Seitdem haben gewalttätige Vorfälle im Irak, an denen amerikanische Sicherheitsfirmen wie Blackwater beteiligt waren, großen Unmut unter den irakischen Bürgern ausgelöst, die sie als Privatarmeen betrachten, die ungestraft agieren.

Frühzeitige Abreise

Bremers vorzeitige Abreise war eine völlige Überraschung. Der politische Machtwechsel einige Tage zuvor wurde jedoch von Mitgliedern der Bush-Regierung vorgeschlagen, um etwaige Pläne der Aufständischen für den 30. Juni zu durchkreuzen.

US-Geheimdienstquellen hatten Gespräche verfolgt, die darauf hindeuteten, dass Elemente des Widerstands Demonstrationen oder sogar Angriffe planten, die mit dem Zeitpunkt der offiziellen Übergabe zusammenfallen sollten. Eine frühzeitige Übergabe würde den Plänen der Widerstandselemente zuvorkommen.

Sein vorzeitiges Ausscheiden beeinträchtigte den reibungslosen Übergang der Autorität, wie die KPMG-Prüfung des Entwicklungsfonds für den Irak deutlich machte. In ihren Management-Notizen beschreiben die externen Prüfer, dass sie versuchten, mit Bremer zusammenzutreffen, und dass sie von seiner frühen Abreise sehr überrascht waren.

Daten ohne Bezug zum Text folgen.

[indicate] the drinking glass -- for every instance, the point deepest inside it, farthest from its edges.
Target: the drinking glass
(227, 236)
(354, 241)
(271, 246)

Viele von Bremers leitenden Mitarbeitern verließen das Unternehmen, als er abreiste, so dass wichtige Dokumente, die für den Abschluss der Prüfung erforderlich waren, nicht von den zuständigen Mitarbeitern unterzeichnet werden konnten.

Der ehemalige Sprecher des Repräsentantenhauses, Newt Gingrich, bezeichnete Bremer als "die größte Einzelkatastrophe der amerikanischen Außenpolitik in der Neuzeit" und erklärte, er hätte "spätestens" im September 2003 von seinen Aufgaben entbunden werden müssen.